Homology of quotient of two copies of $\mathbb S^2$. I have been trying to solve the following exercise. My knowledge of homology reduces to Mayer-Vietorius and relative homology, so I would like to know if the problem can be solved using these tools.   

First of all to compute the homology groups of $X$, I used the Mayer-Vietorius long exact sequence. For that I considered the following sets $X_1 \simeq S^2, X_2 \simeq S^2$ enlarged versions of $A$ and $B$ so that their intersection is a set that can be deformated into the equator, that is $X_1 \cap X_2 \simeq S^1$. Computing the long exact sequence, the interesting part is the following one 
$$\cdots\rightarrow \underset{0} {\underbrace{H_{3}\big( X)}}  \rightarrow \underset{0} {\underbrace{H_{2}\big( \mathbb S^1)}} {\rightarrow } \underset{ \mathbb Z \oplus \mathbb Z} {\underbrace{H_{2}\big( \mathbb S^2) \oplus  {H_{2}\big( \mathbb S^2)}}}  \rightarrow H_2\big(X\big) \rightarrow \underset{\mathbb Z} {\underbrace{H_{1}\big( \mathbb S^1)}} {\rightarrow} 0 \cdots
$$
As $\mathbb Z$ is free this means that it splits so that $H_2(X) = H_1(\mathbb S^1) \oplus H_2(\mathbb S^2) \oplus H_2 (\mathbb S^2)$. So the homology groups of $X$ are the following.
$$H_n(X) = \left\{ \begin{array}{cl} \mathbb{Z} & \text{if} \ k=0 \\
\mathbb{Z^3} & \text{if} \ k=2 \\
 0 & \text{otherwise} \end{array}\right.$$
For the second part of the exercise I'm having a little bit more trouble.

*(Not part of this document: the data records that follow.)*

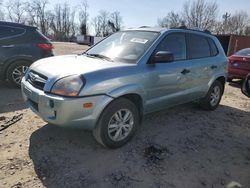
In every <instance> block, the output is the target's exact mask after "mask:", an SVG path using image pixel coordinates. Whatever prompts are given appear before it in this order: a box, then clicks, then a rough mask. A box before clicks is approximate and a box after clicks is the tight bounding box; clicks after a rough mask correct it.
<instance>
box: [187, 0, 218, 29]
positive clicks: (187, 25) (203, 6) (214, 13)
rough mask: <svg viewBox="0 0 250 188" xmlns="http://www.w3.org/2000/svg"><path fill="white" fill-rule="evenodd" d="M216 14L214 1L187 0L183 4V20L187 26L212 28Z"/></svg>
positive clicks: (215, 8) (188, 26) (215, 10)
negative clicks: (193, 0)
mask: <svg viewBox="0 0 250 188" xmlns="http://www.w3.org/2000/svg"><path fill="white" fill-rule="evenodd" d="M217 14H218V5H217V3H216V2H206V1H205V0H197V1H192V2H191V1H187V2H186V3H185V4H184V6H183V20H185V23H186V25H187V26H188V27H196V28H200V29H203V30H205V29H209V30H211V29H213V27H214V24H215V21H216V17H217Z"/></svg>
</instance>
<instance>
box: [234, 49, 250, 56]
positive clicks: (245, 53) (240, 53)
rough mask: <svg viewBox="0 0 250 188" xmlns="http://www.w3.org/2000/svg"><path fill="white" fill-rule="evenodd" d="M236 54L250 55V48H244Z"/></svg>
mask: <svg viewBox="0 0 250 188" xmlns="http://www.w3.org/2000/svg"><path fill="white" fill-rule="evenodd" d="M235 55H241V56H250V48H245V49H242V50H240V51H238V52H236V53H235Z"/></svg>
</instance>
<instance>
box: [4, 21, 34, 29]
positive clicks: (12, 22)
mask: <svg viewBox="0 0 250 188" xmlns="http://www.w3.org/2000/svg"><path fill="white" fill-rule="evenodd" d="M0 25H4V26H11V27H22V28H36V27H34V26H28V25H24V24H20V23H14V22H4V21H0Z"/></svg>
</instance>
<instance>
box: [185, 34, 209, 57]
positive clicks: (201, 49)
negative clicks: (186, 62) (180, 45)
mask: <svg viewBox="0 0 250 188" xmlns="http://www.w3.org/2000/svg"><path fill="white" fill-rule="evenodd" d="M187 46H188V47H187V49H188V58H189V59H197V58H204V57H209V56H210V47H209V44H208V41H207V39H206V37H203V36H199V35H194V34H187Z"/></svg>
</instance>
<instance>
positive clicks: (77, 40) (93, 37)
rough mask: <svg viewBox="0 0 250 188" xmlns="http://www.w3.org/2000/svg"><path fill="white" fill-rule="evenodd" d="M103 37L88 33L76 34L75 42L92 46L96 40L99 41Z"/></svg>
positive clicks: (101, 38) (97, 41) (94, 43)
mask: <svg viewBox="0 0 250 188" xmlns="http://www.w3.org/2000/svg"><path fill="white" fill-rule="evenodd" d="M102 39H104V37H94V36H90V35H77V36H76V42H77V44H84V45H89V46H92V45H94V44H96V43H98V42H100V41H101V40H102Z"/></svg>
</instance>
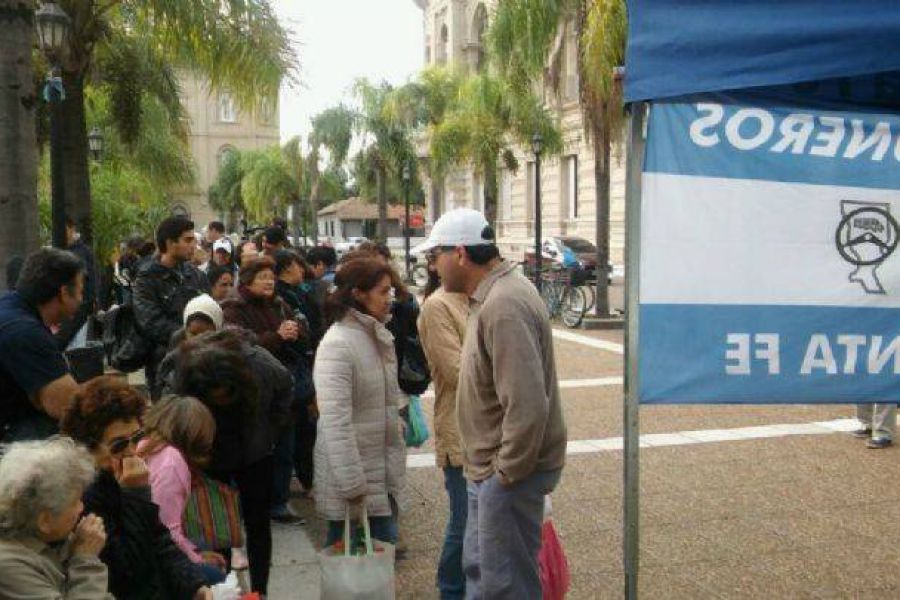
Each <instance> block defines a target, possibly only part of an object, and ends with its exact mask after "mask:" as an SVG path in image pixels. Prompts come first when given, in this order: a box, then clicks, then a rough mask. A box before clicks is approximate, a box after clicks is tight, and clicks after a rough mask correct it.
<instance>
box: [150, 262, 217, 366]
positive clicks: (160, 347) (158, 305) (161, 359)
mask: <svg viewBox="0 0 900 600" xmlns="http://www.w3.org/2000/svg"><path fill="white" fill-rule="evenodd" d="M208 292H209V282H208V281H207V280H206V275H205V274H204V273H203V272H202V271H200V270H199V269H197V268H196V267H194V266H193V265H191V264H189V263H186V262H185V263H182V264H180V265H179V266H177V267H175V268H174V269H170V268H168V267H166V266H163V265H162V263H160V262H159V257H154V258H153V260H150V261H148V262H147V263H145V264H144V265H142V267H141V269H140V270H139V271H138V276H137V279H136V280H135V282H134V316H135V319H136V320H137V325H138V328H139V329H140V330H141V332H143V334H144V335H145V336H146V337H147V338H149V339H150V340H151V341H152V342H153V345H154V356H153V357H152V358H151V363H152V364H153V365H156V364H158V363H159V361H160V360H162V358H163V356H165V354H166V350H167V348H168V347H169V340H170V338H171V337H172V334H173V333H175V332H176V331H177V330H178V329H180V328H181V327H182V325H183V324H184V314H183V313H184V307H185V306H186V305H187V303H188V302H189V301H190V300H191V299H192V298H194V297H195V296H199V295H200V294H204V293H208Z"/></svg>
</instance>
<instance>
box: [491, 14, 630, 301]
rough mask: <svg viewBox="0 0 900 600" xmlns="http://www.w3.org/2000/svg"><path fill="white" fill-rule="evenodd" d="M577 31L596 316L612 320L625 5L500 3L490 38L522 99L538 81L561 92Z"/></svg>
mask: <svg viewBox="0 0 900 600" xmlns="http://www.w3.org/2000/svg"><path fill="white" fill-rule="evenodd" d="M572 26H573V27H575V33H576V39H577V43H578V73H579V79H580V81H581V88H580V93H579V101H580V104H581V112H582V116H583V120H584V125H585V132H586V134H587V136H588V138H589V139H590V140H591V144H592V147H593V154H594V179H595V182H596V189H597V222H596V227H597V265H598V269H599V270H598V277H597V304H596V312H597V315H598V316H608V315H609V291H608V289H607V279H606V277H605V276H604V275H605V274H604V273H603V270H604V269H605V268H606V266H607V265H608V263H609V205H610V189H609V187H610V186H609V178H610V154H611V153H610V149H611V145H612V143H613V142H614V141H615V140H617V139H618V138H619V136H620V134H621V129H622V104H621V97H620V95H619V90H618V87H617V86H615V85H613V67H615V66H619V65H622V64H624V58H625V40H626V35H627V26H626V11H625V5H624V0H504V1H503V2H500V3H498V5H497V10H496V11H495V14H494V20H493V22H492V24H491V27H490V30H489V32H488V40H489V44H490V48H491V58H492V60H493V61H494V63H495V64H496V66H497V68H498V70H499V72H500V73H501V75H502V76H503V77H504V78H505V79H506V80H507V81H509V82H510V86H511V89H512V90H513V91H515V92H517V93H526V92H527V91H528V90H531V89H532V86H533V83H532V82H533V81H534V79H535V78H543V80H544V83H545V87H546V88H549V89H550V90H552V91H554V92H556V93H557V94H558V92H559V89H558V85H559V82H560V79H561V78H560V76H559V73H560V69H561V65H562V61H561V60H560V55H561V52H560V50H561V47H562V41H563V40H565V37H566V31H567V28H568V27H572Z"/></svg>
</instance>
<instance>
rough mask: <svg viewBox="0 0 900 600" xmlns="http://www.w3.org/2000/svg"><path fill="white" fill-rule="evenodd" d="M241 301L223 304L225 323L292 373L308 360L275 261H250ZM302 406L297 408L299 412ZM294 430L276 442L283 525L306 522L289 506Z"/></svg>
mask: <svg viewBox="0 0 900 600" xmlns="http://www.w3.org/2000/svg"><path fill="white" fill-rule="evenodd" d="M279 231H280V230H279ZM240 280H241V285H240V287H239V288H238V295H239V297H238V298H233V299H230V300H226V301H225V302H223V303H222V310H223V311H225V322H226V323H230V324H232V325H237V326H238V327H243V328H244V329H247V330H248V331H252V332H253V333H255V334H256V339H257V343H258V344H259V345H260V346H262V347H263V348H265V349H266V350H268V351H269V352H271V353H272V354H273V355H274V356H275V358H277V359H278V360H279V361H281V364H283V365H284V366H285V368H287V369H288V370H289V371H291V372H292V373H293V372H295V370H296V369H297V368H298V366H299V365H300V363H301V361H302V360H303V358H304V356H303V355H304V347H303V345H302V343H301V342H300V331H301V329H300V325H299V324H298V322H297V320H295V319H297V318H301V317H300V316H299V315H296V316H295V315H294V314H293V313H292V311H291V309H290V307H289V306H288V305H287V303H286V302H285V301H284V300H282V299H281V298H280V297H279V296H278V295H276V293H275V281H276V276H275V261H274V260H273V259H271V258H269V257H268V256H264V257H261V258H258V259H256V260H253V261H250V262H248V263H247V264H246V265H245V266H244V267H243V268H242V269H241V275H240ZM298 411H299V406H295V413H296V412H298ZM294 441H295V436H294V429H293V427H287V428H284V429H283V430H282V431H281V432H280V435H279V437H278V439H277V440H276V443H275V454H274V455H273V456H274V467H273V468H274V475H273V481H272V485H273V492H272V506H271V511H270V512H271V517H272V519H274V520H276V521H280V522H283V523H299V522H301V521H302V519H301V518H300V517H299V516H297V515H296V514H294V512H293V511H292V510H291V509H290V507H289V506H288V500H289V499H290V484H291V474H292V472H293V470H294V460H293V459H294Z"/></svg>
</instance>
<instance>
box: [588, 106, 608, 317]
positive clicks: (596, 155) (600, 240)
mask: <svg viewBox="0 0 900 600" xmlns="http://www.w3.org/2000/svg"><path fill="white" fill-rule="evenodd" d="M595 123H596V122H595ZM591 139H592V140H593V145H594V182H595V184H596V187H597V219H596V227H597V232H596V235H597V267H596V270H595V273H596V275H597V303H596V306H595V314H596V316H598V317H608V316H609V285H608V277H609V271H608V265H609V196H610V190H609V162H610V160H609V159H610V135H609V131H607V130H606V127H604V126H603V125H602V124H595V125H594V131H593V135H592V136H591Z"/></svg>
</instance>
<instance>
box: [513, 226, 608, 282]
mask: <svg viewBox="0 0 900 600" xmlns="http://www.w3.org/2000/svg"><path fill="white" fill-rule="evenodd" d="M567 261H569V262H571V261H576V262H577V264H578V266H579V267H581V268H582V269H583V270H584V271H585V274H586V276H587V278H588V279H593V278H594V277H595V271H596V270H597V246H595V245H594V244H592V243H591V242H590V240H586V239H584V238H582V237H577V236H553V237H550V238H547V239H545V240H544V244H543V246H542V247H541V263H542V264H543V265H544V266H545V267H546V266H549V265H550V264H553V263H555V264H559V265H565V266H573V265H572V264H566V262H567ZM525 262H526V263H527V264H534V250H533V249H528V250H526V251H525ZM607 278H608V280H609V281H610V282H611V281H612V265H608V271H607Z"/></svg>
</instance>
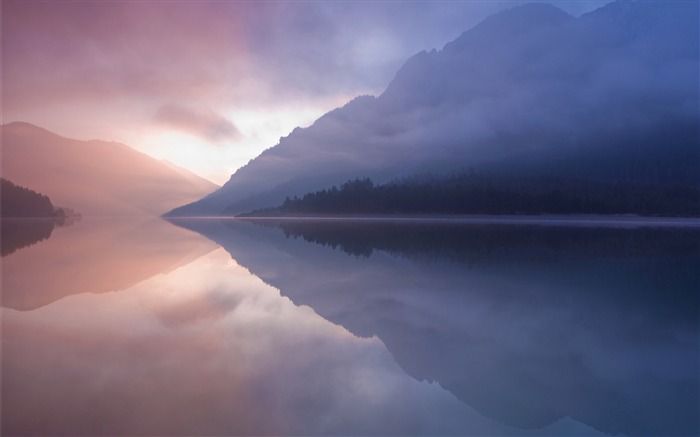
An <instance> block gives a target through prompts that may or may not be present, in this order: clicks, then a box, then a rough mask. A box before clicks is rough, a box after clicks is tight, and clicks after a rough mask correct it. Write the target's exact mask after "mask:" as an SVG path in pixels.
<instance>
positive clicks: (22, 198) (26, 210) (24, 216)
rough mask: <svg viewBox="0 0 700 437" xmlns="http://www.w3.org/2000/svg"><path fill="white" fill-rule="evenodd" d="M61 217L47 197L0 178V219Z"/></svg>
mask: <svg viewBox="0 0 700 437" xmlns="http://www.w3.org/2000/svg"><path fill="white" fill-rule="evenodd" d="M62 215H63V214H62V212H60V210H57V209H56V208H55V207H54V205H53V203H51V199H49V197H48V196H46V195H44V194H41V193H37V192H36V191H33V190H30V189H29V188H25V187H20V186H19V185H15V184H13V183H12V181H8V180H7V179H5V178H0V217H2V218H18V217H26V218H54V217H59V216H62Z"/></svg>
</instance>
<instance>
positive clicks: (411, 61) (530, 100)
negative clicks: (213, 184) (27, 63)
mask: <svg viewBox="0 0 700 437" xmlns="http://www.w3.org/2000/svg"><path fill="white" fill-rule="evenodd" d="M698 8H699V6H698V2H691V1H676V2H673V1H672V2H646V1H633V2H615V3H612V4H608V5H606V6H604V7H602V8H600V9H598V10H596V11H594V12H591V13H589V14H586V15H584V16H582V17H579V18H573V17H571V16H569V15H567V14H566V13H564V12H562V11H560V10H558V9H557V8H556V7H554V6H551V5H542V4H534V5H524V6H520V7H516V8H513V9H510V10H507V11H504V12H501V13H499V14H496V15H494V16H492V17H489V18H487V19H486V20H484V21H483V22H482V23H480V24H479V25H477V26H475V27H474V28H472V29H471V30H468V31H466V32H465V33H464V34H462V35H461V36H460V37H459V38H457V39H456V40H455V41H453V42H452V43H448V44H447V45H445V47H444V48H443V50H441V51H437V50H432V51H423V52H421V53H419V54H417V55H415V56H413V57H412V58H410V59H409V60H408V61H407V62H406V63H405V64H404V66H403V67H402V68H401V69H400V70H399V71H398V73H397V74H396V77H395V78H394V80H393V81H392V82H391V83H390V84H389V85H388V87H387V89H386V91H385V92H384V93H383V94H381V95H380V96H378V97H377V98H376V99H371V98H366V99H361V100H359V101H354V102H352V103H351V104H348V105H346V106H344V107H342V108H339V109H336V110H334V111H331V112H330V113H328V114H326V115H324V116H323V117H321V118H319V119H318V120H317V122H316V123H314V124H313V125H312V126H310V127H308V128H305V129H296V130H294V131H293V132H292V133H291V134H290V135H289V136H287V137H284V138H281V139H280V141H279V144H277V145H276V146H274V147H272V148H270V149H267V150H266V151H265V152H263V153H262V154H261V155H260V156H258V157H257V158H255V159H253V160H252V161H251V162H250V163H249V164H248V165H246V166H245V167H243V168H241V169H239V170H238V171H236V173H235V174H233V175H232V176H231V179H230V180H229V182H227V183H226V184H225V185H224V186H223V187H222V188H221V189H220V190H218V191H216V192H215V193H212V195H210V196H208V197H207V198H205V199H203V200H201V201H199V202H195V203H193V204H190V205H188V206H186V207H183V208H179V209H178V210H176V211H173V212H172V214H173V215H218V214H221V213H222V212H223V211H224V210H226V211H227V213H242V212H246V211H251V210H255V209H260V208H266V207H273V206H275V205H280V204H281V203H282V202H283V201H284V199H285V198H286V197H290V198H293V197H294V196H297V197H300V196H303V195H304V194H306V193H313V192H316V191H318V190H322V189H328V187H332V186H340V185H341V184H343V183H344V182H346V181H349V180H354V179H356V178H363V177H368V178H370V179H371V180H372V181H374V183H375V184H377V185H380V186H381V185H386V184H387V183H390V182H392V181H396V180H400V179H403V178H407V177H412V176H415V175H421V174H435V175H438V176H441V177H449V175H452V174H460V173H463V172H465V171H469V170H470V169H474V170H476V171H478V172H486V173H498V174H500V175H504V176H505V177H506V178H511V177H528V178H534V179H546V178H551V177H554V178H560V179H563V180H566V181H569V180H572V181H573V180H580V181H584V182H585V183H588V184H591V185H595V184H599V185H605V184H617V183H621V184H632V185H635V186H636V187H648V189H649V190H651V191H650V192H649V195H650V196H651V197H656V196H657V194H658V192H659V190H663V189H666V188H665V187H668V186H670V185H678V186H681V187H683V188H682V189H683V190H686V189H689V190H697V189H698V187H700V165H698V163H699V162H700V121H699V120H700V87H699V83H698V80H697V78H698V76H699V75H700V59H699V58H700V56H699V53H700V47H699V44H700V42H699V39H698V34H700V25H699V20H698V16H699V13H698ZM584 169H585V170H584ZM567 185H570V184H569V183H568V182H567Z"/></svg>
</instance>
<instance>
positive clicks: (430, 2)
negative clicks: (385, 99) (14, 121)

I tried using the relative homology exact sequence but it's not very inspiring. I couldn't quite understand what the inclusion $i_{*}:H_2(A) \to H_2(X)$ does. So I tried to use that the pair $(X,A)$ is such that $H_n(X,A) \simeq H_n(X/A)$ (I have to check that it is a strong deformation retract). This seems like a much better idea but I could not grasp what the space $X/A$ is. I'm thinking that it is $\mathbb S^2 \vee \mathbb S^2 $ as all the sphere $A$ is identified to the equator and then the equator is identified into a point. In that case it's the same as $\mathbb S^2$ with the equator identified which seems to be $\mathbb S^2 \vee \mathbb S^2 $.
Thanks in advance!
 A: Your Mayer-Vietoris computation for $H_n(X)$ is correct. Alternatively, one can deduce this using the following chain of homotopy equivalences:

The first space is your space $X$: two spheres glued along their equators, which we are drawing with one sitting inside the other. The second space is a sphere glued to a cylinder along one of its equators. The third one is a cylinder with two middle caps and the last one is a wedge sum of three spheres. It is clear that the last space has the homology groups you described.
For the second half, let us write down the relevant bits of the long exact sequence. One of them is
$0\to H_1(X,A)\to H_0(A)\to H_0(X)\to 0,$
since you know that $H_1(X)=0$ and $H_0(X,A)=0$. Now $H_0(A)\simeq H_0(X) \simeq \Bbb{Z}$, and the map between them is surjective and thus an isomorphism, so $H_1(X,A)=0$.
The other bit is
$0 \to H_3(X,A)\to H_2(A)\to H_2(X)\to H_2(X,A)\to 0$
since you know $H_3(X)\simeq H_1(A)=0$, and you also know that $H_2(A)\simeq \Bbb{Z}$ and $H_2(X)\simeq \Bbb{Z}^3$. One may describe the map $H_2(A)\to H_2(X)$ explicitly, since it is the one induced by the inclusion. The map $\sigma$ which radially expands a standard $2$-simplex to a $2$-sphere is a generator for $H_2(A)$. Similarly, if we suppose $A$ sits inside $X$ as in the drawing above, we may pick generators $x_1,x_2,x_3$ of $H_2(X)$ as in the following picture:

In this way, identifying $H_2(X)\simeq \Bbb{Z}^3$ by the map $x_i \mapsto e_i$ and $H_2(A)\simeq \Bbb{Z}$ by $\sigma\mapsto 1$, we see that the map $H_2(A)\to H_2(X)$ induces the map $\Bbb{Z}\to \Bbb{Z}^3$ given by $1\mapsto (0,1,0)$. Since this map is injective, $H_3(X,A)=0$, and moreover $H_1(X,A)\simeq \Bbb{Z}^3/\langle (0,1,0)\rangle\simeq \Bbb{Z}^2$.
Your argument using that $H_n(X,A)\simeq \tilde{H}_n(X/A)$ (notice it is the reduced homology groups) is correct as well, and you may check that the homology groups computed above agree with this. To see that $X/A$ is homeomorphic to a wedge of spheres, note that the map $X\to S^2\vee S^2$ taking the upper hemisphere of $B$ to all of one the spheres minus a single point, the lower hemisphere to the other sphere in a similar fashion and all of $A$ to the gluing point induces a continuous bijection $X/A\to S^2\vee S^2$. Since $X/A$ is compact and $S^2\vee S^2$ is Hausdorff, this is a homeomorphism.